Aku melihat orang-orang bergerak
resah, berbisik bisik gelisah. Jika tak ada pak Jan, pimpinan yang tampan itu,
pasti meja ini sudah seperti arena pasar diserbu angin ribut. Jika tak ada pak
Jan dan bu Kim pasti peserta rapat ini sudah melempariku segala camilan
kepadaku. Maksudku mereka protes dengan gaya
bebas, bukan menganggapku seperti binatang di kurungan kebun binatang. Tapi itu
bayanganku yang berlebihan.
Kulirik di sisiku, Kamila, hanya
dia yang tenang di meja ini.
“Tolong jelaskan Qonita!” suara
keras pak Rudi membuatku kaget, lagi.
Dia pasti terlahir dari keluarga yang tuli. Hidupnya dikelilingi
oleh tetangga yang tuli, Anjing tuli,
Kucing tuli, Burung tuli, Kecoak tuli, Tikus tuli, nyamuk tuli, sehingga sepanjang pertumbuhannya dia harus
bicara teriak agar suaranya di dengar.
“Jelaskan!” volume suara pak
Rudi loncat naik, dua skala.
Jelaskan? Kupikir mereka
adalah pekerja cerdas dan mengerti
maksudku, si otak pasir ini.
“Hmmm... kukira gambarnya sudah
jelas?” kutunjukan gambar sederhanaku, yang berupa batang-batang untuk kaki dan
tangan, bulat-bulat untuk kepala dan perut, sedikit pohon kelapa, pohon pinus,
yang hanya berupa garis-garis putus. Aku bukan seorang pelukis naturalis.
Menurutku konyol, di era kecanggihan fotoshop, seorang naturalis masih di
dewa-dewakan? tapi aku juga bukan
pelukis surealis, aku cuma tukang
gambar. Di masa lalu kau mungkin mengenal master aliran gambarku. Tinoisme. Aku cuma penggemar almarhum pak Tino Sidin.
Aku mengetuk-ngetukan pinsil
elektronik di layar kosongku. Ini pertanda kemacetan di otakku sedang
berlangsung.
Oh ayolah....! ke 9 adikku tak
pernah protes jika aku bercerita sambil menggambar kartun primitif ini.

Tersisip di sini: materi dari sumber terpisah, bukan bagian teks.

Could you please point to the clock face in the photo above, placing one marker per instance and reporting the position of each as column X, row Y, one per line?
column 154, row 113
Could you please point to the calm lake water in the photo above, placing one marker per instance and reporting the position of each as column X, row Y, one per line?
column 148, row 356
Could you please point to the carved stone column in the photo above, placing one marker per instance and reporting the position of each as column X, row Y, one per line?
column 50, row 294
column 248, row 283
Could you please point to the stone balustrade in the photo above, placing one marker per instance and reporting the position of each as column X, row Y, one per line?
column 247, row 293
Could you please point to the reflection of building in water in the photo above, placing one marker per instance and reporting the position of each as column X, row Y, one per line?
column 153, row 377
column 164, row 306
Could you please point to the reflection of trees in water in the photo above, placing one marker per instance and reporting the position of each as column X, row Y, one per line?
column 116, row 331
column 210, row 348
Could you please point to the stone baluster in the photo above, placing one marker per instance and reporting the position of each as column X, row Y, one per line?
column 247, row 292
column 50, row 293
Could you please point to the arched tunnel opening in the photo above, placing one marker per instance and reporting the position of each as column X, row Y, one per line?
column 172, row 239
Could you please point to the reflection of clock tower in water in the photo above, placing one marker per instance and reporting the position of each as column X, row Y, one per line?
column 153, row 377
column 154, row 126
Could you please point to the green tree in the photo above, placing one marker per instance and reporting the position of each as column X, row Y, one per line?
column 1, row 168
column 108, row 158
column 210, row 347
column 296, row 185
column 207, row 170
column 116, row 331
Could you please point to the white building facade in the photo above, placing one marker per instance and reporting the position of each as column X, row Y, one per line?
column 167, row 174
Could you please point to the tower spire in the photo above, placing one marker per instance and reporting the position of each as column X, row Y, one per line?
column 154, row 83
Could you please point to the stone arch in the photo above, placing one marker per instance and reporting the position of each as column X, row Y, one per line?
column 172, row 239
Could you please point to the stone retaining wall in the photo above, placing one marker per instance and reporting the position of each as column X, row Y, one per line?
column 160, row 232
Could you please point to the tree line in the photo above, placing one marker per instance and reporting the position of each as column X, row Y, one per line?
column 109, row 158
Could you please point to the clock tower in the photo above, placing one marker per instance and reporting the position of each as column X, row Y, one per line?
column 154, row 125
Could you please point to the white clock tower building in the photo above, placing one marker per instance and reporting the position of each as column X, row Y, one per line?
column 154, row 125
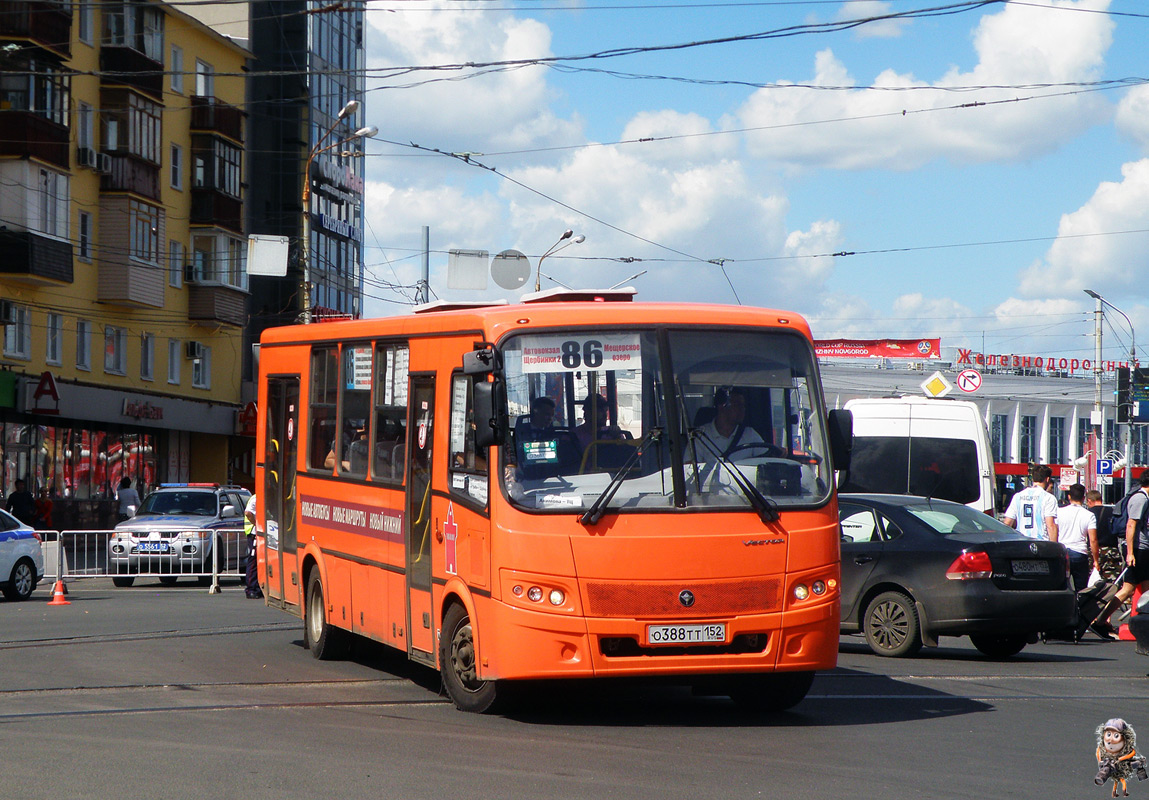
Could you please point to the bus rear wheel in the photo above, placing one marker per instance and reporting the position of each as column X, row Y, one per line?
column 772, row 692
column 325, row 641
column 459, row 668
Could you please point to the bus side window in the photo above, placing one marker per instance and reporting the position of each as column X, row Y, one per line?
column 324, row 391
column 388, row 433
column 468, row 467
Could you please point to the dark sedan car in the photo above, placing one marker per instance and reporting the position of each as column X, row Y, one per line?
column 915, row 569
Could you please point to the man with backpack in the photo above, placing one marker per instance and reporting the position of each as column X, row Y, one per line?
column 1130, row 514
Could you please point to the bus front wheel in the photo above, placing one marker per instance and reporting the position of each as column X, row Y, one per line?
column 771, row 692
column 324, row 640
column 459, row 667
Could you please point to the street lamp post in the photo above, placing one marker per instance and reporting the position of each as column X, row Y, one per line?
column 306, row 197
column 1133, row 361
column 554, row 248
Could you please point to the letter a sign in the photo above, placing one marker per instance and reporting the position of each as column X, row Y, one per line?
column 46, row 399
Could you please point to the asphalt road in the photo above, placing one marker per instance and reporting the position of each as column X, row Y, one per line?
column 154, row 692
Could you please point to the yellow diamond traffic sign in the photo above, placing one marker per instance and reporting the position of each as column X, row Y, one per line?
column 937, row 385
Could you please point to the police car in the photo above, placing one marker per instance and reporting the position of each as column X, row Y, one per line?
column 21, row 560
column 174, row 530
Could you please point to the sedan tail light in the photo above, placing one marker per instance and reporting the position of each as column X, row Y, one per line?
column 970, row 566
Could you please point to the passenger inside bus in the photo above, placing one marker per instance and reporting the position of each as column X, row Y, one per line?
column 725, row 427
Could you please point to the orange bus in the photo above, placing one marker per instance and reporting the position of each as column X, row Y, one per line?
column 576, row 485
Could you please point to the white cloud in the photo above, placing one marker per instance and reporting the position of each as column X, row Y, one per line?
column 503, row 109
column 862, row 9
column 1133, row 116
column 1090, row 253
column 903, row 130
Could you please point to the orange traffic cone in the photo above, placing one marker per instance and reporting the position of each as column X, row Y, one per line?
column 1123, row 632
column 58, row 595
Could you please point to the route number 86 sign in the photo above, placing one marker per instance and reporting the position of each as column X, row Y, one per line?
column 567, row 353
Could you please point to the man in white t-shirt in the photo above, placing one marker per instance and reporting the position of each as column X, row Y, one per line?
column 729, row 432
column 1077, row 529
column 1033, row 510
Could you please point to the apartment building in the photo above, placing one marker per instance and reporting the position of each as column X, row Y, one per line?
column 123, row 285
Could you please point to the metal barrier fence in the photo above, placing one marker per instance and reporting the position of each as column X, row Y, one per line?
column 205, row 555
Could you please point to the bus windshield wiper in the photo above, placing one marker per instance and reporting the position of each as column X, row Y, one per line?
column 765, row 507
column 599, row 507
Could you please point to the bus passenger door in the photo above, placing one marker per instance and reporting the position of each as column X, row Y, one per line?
column 418, row 529
column 279, row 490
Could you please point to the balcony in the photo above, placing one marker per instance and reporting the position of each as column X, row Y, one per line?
column 30, row 135
column 46, row 23
column 215, row 116
column 131, row 174
column 33, row 258
column 123, row 66
column 214, row 302
column 210, row 207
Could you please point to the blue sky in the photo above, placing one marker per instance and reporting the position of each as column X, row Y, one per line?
column 981, row 222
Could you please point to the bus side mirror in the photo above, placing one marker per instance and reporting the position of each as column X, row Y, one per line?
column 488, row 429
column 841, row 438
column 484, row 360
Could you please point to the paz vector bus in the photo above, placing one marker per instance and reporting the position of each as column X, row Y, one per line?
column 576, row 485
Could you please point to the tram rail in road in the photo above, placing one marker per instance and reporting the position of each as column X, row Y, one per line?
column 157, row 691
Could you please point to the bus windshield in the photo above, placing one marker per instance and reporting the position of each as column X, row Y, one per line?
column 723, row 420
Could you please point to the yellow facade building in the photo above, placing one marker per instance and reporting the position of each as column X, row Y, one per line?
column 123, row 284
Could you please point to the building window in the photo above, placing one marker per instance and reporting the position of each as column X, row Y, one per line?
column 52, row 206
column 218, row 168
column 84, row 22
column 115, row 344
column 1027, row 440
column 145, row 232
column 83, row 344
column 17, row 336
column 205, row 79
column 85, row 237
column 35, row 85
column 999, row 437
column 1057, row 440
column 177, row 69
column 135, row 24
column 174, row 361
column 52, row 350
column 217, row 258
column 1084, row 430
column 177, row 167
column 177, row 258
column 147, row 356
column 201, row 370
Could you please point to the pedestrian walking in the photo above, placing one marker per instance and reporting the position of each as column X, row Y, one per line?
column 252, row 577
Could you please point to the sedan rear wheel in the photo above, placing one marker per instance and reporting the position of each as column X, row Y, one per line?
column 892, row 625
column 1000, row 646
column 22, row 581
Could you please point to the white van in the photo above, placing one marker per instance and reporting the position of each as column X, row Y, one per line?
column 922, row 446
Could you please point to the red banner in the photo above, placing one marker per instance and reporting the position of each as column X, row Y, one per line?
column 878, row 348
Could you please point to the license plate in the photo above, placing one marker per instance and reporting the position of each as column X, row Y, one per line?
column 1030, row 567
column 686, row 635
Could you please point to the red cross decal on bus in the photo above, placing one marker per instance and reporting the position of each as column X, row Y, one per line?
column 450, row 531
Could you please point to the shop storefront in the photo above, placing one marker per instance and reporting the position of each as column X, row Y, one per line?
column 72, row 445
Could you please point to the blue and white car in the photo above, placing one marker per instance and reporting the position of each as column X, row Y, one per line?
column 171, row 533
column 21, row 559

“Sodara-sodara, kita cuma membutuhkan model,
wanita kuno bergaya ibu Kartini, sapi, balita, dan tentu saja androidnya.” Aku
memberi jeda, mengulur waktu, memberi kesempatan bagi pasir diotakku membentuk
‘sesuatu’. Tuhan, ijinkan aku
memiliki otak yang mampu berpikir spontan.
“Lalu...?” Tanya seseorang,
bersuara lembut, menikung tajam. Suara merdu Kamila.
Lalu
apa ya? Buntu.
Isi otakku benar-benar cuma pasir, bukan jutaan neuron yang siap berpikir
spontan, apalagi berpikir mustahil. Ini mungkin akibat ibu kandungku malnutrisi
saat mangandung aku. Hingga pertumbuhan otakku hanya terdiri atas pasir. Bukan
saraf-saraf ajaib.
Lalu? aku melihatnya. Pak Jan menatapku, alis tebalnyanya mengangkat seolah
dia ingin mengajariku, memancingku bicara.

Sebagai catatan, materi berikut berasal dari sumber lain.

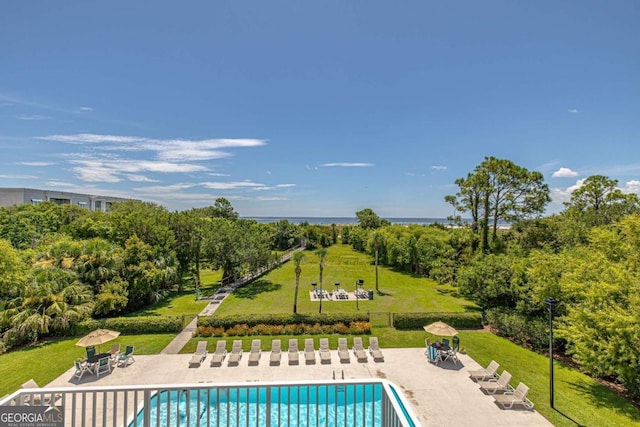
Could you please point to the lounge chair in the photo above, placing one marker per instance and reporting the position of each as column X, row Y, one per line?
column 343, row 351
column 374, row 349
column 220, row 353
column 236, row 353
column 39, row 398
column 126, row 357
column 103, row 366
column 294, row 355
column 276, row 352
column 515, row 397
column 254, row 354
column 501, row 384
column 200, row 354
column 358, row 350
column 325, row 353
column 81, row 369
column 485, row 374
column 309, row 351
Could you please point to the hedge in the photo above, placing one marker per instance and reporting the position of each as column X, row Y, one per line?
column 415, row 321
column 251, row 320
column 132, row 325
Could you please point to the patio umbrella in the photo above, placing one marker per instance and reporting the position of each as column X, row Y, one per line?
column 97, row 337
column 441, row 329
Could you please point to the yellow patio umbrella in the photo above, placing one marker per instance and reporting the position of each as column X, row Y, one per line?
column 97, row 337
column 441, row 329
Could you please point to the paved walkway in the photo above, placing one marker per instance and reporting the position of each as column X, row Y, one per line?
column 439, row 395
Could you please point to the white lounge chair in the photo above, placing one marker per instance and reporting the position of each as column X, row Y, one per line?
column 254, row 354
column 200, row 354
column 515, row 397
column 485, row 374
column 236, row 353
column 374, row 349
column 501, row 384
column 343, row 351
column 358, row 350
column 276, row 352
column 219, row 354
column 325, row 353
column 294, row 354
column 309, row 351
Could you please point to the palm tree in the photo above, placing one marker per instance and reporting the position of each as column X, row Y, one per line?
column 297, row 259
column 322, row 254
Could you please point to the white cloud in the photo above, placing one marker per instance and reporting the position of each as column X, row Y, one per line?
column 38, row 164
column 347, row 165
column 564, row 173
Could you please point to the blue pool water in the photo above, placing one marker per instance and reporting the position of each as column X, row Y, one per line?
column 287, row 405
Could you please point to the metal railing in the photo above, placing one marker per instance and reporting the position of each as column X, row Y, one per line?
column 351, row 403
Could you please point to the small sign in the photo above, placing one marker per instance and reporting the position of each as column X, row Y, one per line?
column 31, row 416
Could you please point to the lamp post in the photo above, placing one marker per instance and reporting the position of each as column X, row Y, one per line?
column 551, row 304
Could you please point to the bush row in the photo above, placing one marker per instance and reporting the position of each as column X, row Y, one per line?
column 289, row 329
column 252, row 320
column 132, row 325
column 411, row 321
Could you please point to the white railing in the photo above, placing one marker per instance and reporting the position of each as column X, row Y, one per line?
column 327, row 403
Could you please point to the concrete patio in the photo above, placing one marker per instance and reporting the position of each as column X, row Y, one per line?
column 439, row 395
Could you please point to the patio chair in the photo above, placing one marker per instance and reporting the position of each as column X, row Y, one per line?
column 343, row 351
column 515, row 397
column 219, row 354
column 254, row 354
column 294, row 354
column 103, row 366
column 276, row 352
column 325, row 353
column 200, row 354
column 501, row 384
column 236, row 353
column 309, row 351
column 374, row 349
column 81, row 369
column 126, row 357
column 358, row 350
column 484, row 374
column 39, row 398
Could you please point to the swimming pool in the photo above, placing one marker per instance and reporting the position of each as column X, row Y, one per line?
column 349, row 404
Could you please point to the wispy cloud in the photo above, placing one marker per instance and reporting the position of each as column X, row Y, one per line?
column 347, row 165
column 30, row 117
column 564, row 173
column 37, row 164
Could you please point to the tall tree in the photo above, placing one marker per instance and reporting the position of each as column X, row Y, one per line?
column 322, row 255
column 297, row 260
column 499, row 190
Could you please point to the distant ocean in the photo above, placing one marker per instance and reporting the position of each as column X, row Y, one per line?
column 339, row 220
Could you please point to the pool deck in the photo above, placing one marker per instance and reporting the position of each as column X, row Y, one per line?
column 439, row 395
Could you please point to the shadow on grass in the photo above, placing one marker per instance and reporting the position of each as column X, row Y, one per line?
column 255, row 288
column 599, row 395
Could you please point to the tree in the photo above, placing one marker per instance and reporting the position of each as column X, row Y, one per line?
column 322, row 255
column 598, row 201
column 499, row 190
column 297, row 260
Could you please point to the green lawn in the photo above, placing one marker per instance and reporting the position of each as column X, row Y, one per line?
column 399, row 292
column 46, row 361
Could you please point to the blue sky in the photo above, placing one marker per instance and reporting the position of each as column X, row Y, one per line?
column 291, row 108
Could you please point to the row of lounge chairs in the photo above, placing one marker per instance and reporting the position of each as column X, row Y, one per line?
column 500, row 388
column 293, row 352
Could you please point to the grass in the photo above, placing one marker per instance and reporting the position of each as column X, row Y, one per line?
column 47, row 360
column 399, row 292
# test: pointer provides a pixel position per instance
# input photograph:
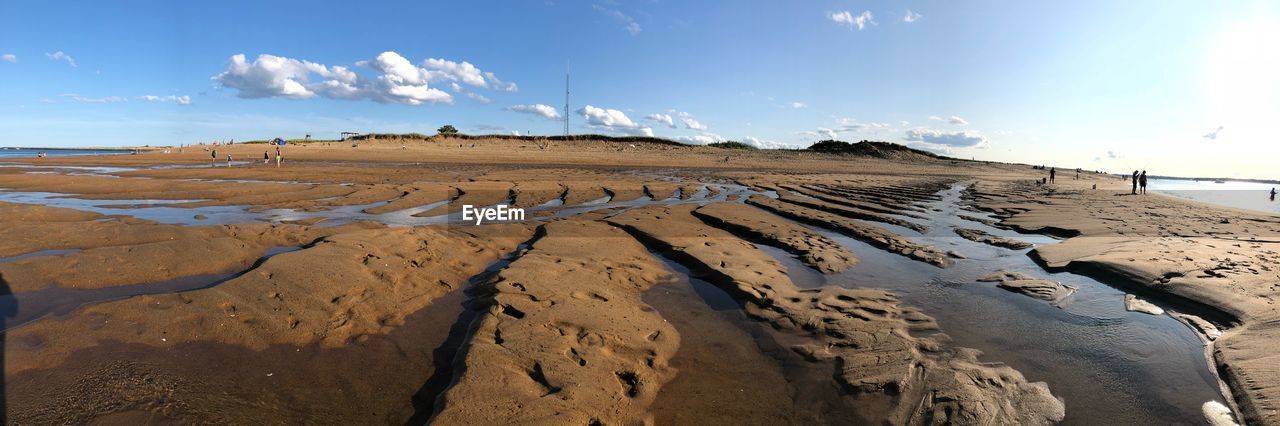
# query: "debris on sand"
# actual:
(1041, 289)
(1136, 305)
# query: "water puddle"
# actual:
(56, 301)
(44, 252)
(1109, 365)
(167, 211)
(732, 367)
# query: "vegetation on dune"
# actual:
(872, 149)
(732, 145)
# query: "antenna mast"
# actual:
(566, 99)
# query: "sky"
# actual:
(1174, 87)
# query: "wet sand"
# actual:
(643, 269)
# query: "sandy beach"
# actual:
(648, 284)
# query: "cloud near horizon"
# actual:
(612, 120)
(179, 100)
(1212, 136)
(536, 109)
(661, 119)
(849, 19)
(394, 79)
(952, 140)
(62, 56)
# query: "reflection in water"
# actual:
(30, 306)
(1109, 365)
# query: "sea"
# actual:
(1232, 193)
(31, 152)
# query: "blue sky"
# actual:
(1178, 87)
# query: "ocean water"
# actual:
(1239, 195)
(31, 152)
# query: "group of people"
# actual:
(1139, 181)
(266, 157)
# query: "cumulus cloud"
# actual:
(824, 133)
(613, 120)
(78, 99)
(853, 126)
(443, 69)
(629, 23)
(762, 143)
(661, 119)
(1214, 134)
(704, 138)
(849, 19)
(499, 85)
(958, 140)
(690, 123)
(60, 55)
(536, 109)
(394, 79)
(179, 100)
(910, 17)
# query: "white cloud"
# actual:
(822, 133)
(704, 138)
(846, 18)
(394, 81)
(848, 124)
(661, 119)
(536, 109)
(766, 145)
(78, 99)
(60, 55)
(179, 100)
(629, 23)
(1214, 134)
(611, 119)
(443, 69)
(499, 85)
(910, 17)
(959, 140)
(690, 123)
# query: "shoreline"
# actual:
(574, 174)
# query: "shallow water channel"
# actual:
(1109, 365)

“Sodara-sodara, mereka akan
tampil saat bersamaan hingga pemirsa bisa melakukan perbandingannya.”
Seputar meja diam. Pak Jan
mengangkat alis, lagi. Lalu mengkerut.
“Hanya itu?” Kamila melemparkan
anak panah, tepat di kepalaku hingga
kepalaku bocor, dan pasir didalamnya mengalir bergulir jatuh. Panahnya
berhasil mengosongkan otakku! Ya ampun…
sekalipun cuma pasir, tapi aku harus mempertahankannya bukan?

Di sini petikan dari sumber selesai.